West Park, west end of Girard Avenue Bridge, Zoölogical Gardens, open daily, including Sundays; in front, bronze group, “The Dying Lioness”; sculptor, Professor Wilhelm Wolff, Berlin, cast in Munich. The inclosure embraces Solitude, a mansion built in 1785 by John Penn, the poet, grandson of the founder and cousin of John Penn of Lansdowne; was last property owned in America by the Penn family; notable decorations are in the ground floor room; ceiling, fine example of French stucco, Louis XV period. The Zoölogical Gardens were incorporated in 1859; oldest incorporated body of its kind in America; on an area of forty-one acres arranged by H. Schwarzmann in 1873, opened, 1874, with large and attractive buildings, in which representative species of living animals are shown; it is a private organization; the Pathological Laboratory has for its objects, assistance in the hygienic control of the Garden; collection of statistics upon diseases of wild animals; and research: many species of water, and other birds, are on the large lake, and inclosures scattered through the Garden.
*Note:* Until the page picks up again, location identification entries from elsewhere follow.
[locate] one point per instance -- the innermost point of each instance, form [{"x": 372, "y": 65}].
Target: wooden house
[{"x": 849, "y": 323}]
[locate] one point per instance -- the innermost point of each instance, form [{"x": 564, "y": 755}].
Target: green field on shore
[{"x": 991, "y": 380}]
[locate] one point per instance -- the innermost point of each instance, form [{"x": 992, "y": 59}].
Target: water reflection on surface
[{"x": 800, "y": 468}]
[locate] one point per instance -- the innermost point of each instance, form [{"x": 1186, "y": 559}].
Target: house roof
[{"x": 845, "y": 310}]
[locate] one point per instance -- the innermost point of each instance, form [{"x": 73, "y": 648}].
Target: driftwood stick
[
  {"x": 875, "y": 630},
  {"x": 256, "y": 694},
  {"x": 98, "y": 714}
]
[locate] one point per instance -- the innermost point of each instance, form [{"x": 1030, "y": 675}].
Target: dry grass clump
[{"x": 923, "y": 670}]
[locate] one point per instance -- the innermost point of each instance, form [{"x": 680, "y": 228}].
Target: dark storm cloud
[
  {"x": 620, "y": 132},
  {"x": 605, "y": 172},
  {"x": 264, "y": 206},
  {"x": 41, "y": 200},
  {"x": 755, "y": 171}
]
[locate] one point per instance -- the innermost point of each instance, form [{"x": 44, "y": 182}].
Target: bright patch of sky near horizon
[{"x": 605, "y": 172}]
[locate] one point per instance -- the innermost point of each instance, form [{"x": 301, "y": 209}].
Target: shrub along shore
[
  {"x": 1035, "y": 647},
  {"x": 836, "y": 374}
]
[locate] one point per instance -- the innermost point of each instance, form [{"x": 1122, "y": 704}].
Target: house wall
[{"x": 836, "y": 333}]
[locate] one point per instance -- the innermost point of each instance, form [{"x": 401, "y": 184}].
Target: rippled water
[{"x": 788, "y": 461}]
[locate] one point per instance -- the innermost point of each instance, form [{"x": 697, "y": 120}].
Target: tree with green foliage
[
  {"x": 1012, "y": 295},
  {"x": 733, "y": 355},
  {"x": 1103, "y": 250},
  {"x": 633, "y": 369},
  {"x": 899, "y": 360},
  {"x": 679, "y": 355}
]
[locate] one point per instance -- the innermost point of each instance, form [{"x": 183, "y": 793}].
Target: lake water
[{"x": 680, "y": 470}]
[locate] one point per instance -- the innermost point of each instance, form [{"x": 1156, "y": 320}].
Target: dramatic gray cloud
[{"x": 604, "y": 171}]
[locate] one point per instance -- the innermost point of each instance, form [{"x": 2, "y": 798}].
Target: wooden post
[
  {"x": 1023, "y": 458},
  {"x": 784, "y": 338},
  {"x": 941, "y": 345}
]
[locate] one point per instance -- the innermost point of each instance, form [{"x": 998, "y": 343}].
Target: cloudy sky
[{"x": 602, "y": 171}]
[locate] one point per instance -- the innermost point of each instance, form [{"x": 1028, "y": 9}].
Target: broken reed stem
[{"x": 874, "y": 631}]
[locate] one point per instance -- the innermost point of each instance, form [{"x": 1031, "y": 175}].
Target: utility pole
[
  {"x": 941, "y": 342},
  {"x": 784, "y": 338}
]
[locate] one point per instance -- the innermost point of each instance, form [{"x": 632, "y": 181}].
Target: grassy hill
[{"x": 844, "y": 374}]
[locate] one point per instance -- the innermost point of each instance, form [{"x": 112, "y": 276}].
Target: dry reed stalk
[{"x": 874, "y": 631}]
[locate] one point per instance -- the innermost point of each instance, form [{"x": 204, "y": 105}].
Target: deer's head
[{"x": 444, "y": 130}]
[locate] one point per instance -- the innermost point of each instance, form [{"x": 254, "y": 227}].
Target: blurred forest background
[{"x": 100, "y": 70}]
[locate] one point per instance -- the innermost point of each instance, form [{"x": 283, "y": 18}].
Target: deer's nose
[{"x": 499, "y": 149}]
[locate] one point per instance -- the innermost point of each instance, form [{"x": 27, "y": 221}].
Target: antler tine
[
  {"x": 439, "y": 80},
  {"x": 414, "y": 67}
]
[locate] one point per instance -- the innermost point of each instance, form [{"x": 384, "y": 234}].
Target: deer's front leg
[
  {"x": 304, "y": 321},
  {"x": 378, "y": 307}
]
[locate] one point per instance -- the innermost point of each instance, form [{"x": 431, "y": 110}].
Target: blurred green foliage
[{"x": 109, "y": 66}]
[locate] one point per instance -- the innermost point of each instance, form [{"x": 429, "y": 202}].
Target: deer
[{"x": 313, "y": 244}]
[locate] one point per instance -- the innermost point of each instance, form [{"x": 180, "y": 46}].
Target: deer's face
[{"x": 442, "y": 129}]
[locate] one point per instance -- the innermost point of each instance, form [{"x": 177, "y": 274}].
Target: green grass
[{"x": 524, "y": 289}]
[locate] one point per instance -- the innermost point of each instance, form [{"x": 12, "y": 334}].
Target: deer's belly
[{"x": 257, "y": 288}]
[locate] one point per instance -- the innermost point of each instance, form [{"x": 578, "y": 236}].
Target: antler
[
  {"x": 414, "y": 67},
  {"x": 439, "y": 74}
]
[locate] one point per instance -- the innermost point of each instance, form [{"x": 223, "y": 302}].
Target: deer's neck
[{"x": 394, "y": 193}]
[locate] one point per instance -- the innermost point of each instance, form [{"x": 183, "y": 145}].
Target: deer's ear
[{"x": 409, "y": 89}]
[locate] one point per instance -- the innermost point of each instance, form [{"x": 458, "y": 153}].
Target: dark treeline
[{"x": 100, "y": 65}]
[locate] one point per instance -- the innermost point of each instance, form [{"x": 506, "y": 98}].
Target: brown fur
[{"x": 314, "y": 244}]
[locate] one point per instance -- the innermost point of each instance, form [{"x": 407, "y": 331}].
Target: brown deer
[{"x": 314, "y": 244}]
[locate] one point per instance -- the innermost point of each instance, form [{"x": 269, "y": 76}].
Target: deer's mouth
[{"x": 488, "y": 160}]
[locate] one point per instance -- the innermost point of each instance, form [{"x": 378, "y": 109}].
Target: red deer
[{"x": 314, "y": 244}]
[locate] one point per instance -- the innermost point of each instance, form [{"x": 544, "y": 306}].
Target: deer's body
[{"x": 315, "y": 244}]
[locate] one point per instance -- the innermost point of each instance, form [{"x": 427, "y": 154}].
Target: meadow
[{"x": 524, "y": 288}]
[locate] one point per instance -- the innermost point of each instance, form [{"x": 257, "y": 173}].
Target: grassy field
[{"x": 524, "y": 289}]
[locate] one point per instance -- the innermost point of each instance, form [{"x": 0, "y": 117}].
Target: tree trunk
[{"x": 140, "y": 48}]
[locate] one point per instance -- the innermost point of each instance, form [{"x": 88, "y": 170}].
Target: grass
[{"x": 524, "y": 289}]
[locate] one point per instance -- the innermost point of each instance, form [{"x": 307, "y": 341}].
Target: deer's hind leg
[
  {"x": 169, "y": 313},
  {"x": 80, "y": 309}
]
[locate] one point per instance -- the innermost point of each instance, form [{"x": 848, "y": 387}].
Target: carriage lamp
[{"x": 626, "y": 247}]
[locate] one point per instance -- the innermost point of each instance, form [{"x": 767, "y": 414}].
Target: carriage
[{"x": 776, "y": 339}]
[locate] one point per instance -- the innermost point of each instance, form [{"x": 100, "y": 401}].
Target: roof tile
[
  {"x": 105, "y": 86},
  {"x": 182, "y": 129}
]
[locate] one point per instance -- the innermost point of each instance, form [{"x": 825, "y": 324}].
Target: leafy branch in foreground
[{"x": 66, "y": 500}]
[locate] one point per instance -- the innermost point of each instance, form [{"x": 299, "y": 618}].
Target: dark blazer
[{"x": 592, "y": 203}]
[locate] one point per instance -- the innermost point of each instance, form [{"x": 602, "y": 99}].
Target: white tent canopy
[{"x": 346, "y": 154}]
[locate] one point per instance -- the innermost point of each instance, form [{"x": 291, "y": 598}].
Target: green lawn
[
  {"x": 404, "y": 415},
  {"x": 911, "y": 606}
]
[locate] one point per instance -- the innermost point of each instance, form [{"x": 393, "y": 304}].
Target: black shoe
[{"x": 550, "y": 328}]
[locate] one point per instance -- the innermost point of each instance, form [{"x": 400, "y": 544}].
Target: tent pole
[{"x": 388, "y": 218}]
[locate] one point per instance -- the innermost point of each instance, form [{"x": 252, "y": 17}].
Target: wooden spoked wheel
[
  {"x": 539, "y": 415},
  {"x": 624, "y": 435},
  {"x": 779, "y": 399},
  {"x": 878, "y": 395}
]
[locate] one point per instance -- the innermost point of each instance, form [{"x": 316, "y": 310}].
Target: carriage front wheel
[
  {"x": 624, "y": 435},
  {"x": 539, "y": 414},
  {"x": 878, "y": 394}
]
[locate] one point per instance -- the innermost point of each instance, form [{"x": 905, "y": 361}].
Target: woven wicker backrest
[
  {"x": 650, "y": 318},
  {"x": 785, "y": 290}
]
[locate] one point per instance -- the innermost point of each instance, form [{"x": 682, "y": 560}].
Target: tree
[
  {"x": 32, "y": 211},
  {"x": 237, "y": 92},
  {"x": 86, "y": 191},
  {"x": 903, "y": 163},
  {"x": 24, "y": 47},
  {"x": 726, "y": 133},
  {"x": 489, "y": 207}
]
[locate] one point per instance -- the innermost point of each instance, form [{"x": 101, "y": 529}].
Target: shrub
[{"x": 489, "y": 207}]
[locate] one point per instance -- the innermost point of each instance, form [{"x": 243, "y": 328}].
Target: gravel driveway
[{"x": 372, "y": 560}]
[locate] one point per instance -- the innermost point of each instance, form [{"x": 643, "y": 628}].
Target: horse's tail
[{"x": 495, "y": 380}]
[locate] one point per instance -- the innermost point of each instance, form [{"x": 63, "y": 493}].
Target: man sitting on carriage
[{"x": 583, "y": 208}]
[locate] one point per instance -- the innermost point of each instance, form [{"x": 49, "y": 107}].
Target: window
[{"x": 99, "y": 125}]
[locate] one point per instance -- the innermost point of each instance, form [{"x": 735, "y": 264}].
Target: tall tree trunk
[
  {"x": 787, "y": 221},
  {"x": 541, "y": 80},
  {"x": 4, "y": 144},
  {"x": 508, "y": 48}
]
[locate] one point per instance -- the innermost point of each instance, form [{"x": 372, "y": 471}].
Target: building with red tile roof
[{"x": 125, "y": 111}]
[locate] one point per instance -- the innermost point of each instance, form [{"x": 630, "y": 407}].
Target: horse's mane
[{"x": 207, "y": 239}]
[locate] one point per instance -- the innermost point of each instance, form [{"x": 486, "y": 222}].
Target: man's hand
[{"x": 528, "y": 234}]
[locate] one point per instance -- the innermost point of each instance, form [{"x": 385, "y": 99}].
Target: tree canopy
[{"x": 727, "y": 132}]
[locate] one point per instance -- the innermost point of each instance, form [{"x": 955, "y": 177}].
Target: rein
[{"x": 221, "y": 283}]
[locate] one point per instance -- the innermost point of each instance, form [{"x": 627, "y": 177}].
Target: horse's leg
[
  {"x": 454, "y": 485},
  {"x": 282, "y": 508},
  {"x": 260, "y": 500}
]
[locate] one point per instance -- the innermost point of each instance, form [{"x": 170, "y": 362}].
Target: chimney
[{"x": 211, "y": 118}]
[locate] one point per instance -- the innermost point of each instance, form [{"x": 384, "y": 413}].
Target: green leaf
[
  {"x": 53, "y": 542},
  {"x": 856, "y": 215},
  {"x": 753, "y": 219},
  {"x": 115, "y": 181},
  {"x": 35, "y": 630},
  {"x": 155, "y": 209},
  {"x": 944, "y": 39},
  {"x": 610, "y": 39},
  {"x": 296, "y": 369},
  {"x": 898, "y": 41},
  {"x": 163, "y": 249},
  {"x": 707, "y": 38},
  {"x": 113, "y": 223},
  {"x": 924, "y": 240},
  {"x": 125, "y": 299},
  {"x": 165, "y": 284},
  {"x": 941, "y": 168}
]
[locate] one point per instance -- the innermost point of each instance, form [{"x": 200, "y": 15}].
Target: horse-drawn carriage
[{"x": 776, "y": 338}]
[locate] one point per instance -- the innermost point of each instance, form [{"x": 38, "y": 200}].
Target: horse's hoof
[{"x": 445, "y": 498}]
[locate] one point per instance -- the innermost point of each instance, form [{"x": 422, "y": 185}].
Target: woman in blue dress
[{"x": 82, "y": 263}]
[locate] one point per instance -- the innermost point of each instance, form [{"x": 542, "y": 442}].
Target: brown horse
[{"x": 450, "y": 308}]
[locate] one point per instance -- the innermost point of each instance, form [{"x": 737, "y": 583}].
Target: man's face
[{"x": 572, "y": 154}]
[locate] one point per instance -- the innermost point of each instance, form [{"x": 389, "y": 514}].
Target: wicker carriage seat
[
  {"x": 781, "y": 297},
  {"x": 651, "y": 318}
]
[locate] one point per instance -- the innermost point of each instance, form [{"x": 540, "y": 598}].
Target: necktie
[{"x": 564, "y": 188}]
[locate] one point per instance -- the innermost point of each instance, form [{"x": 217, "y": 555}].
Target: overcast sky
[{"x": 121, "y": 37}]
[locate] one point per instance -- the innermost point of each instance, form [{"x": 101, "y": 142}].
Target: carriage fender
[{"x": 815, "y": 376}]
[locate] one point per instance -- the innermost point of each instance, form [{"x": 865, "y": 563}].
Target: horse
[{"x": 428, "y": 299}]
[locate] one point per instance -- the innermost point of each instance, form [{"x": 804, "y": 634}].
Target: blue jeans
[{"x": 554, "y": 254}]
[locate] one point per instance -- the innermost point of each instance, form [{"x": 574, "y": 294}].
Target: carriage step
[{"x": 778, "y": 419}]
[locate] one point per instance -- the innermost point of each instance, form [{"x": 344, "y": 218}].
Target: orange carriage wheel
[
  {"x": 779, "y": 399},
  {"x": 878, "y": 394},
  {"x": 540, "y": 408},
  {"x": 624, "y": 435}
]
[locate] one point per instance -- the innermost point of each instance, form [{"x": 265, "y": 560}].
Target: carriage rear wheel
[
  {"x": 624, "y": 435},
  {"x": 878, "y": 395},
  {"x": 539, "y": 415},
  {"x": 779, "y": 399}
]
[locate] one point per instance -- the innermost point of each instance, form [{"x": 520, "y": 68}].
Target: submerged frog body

Opposite, on Girard Avenue, is William Penn’s House, originally in Letitia Street, near Second and Market; first brick house in Philadelphia, built, 1683, removed in 1883; Landsdowne Entrance to the Park, under two spacious elliptical arches of the Pennsylvania Railroad viaduct, carrying the railroad across Girard Avenue, is a dignified and handsome structure. Near is bronze group, “Hudson Bay Wolves,” sculptor, Edward Kemeys, cast in Philadelphia.
In 1732, “The State in Schuylkill,” a fishing club, first social club in Philadelphia, leased an acre of land near here, and built a hut; annual rental, three sun perch, presented on a pewter plate; they were here for ninety years; now in New Jersey; the members espoused the Revolutionary cause, and in 1774 formed a Company, called “The Light Horse,” afterwards, in 1778, became the First City Troop.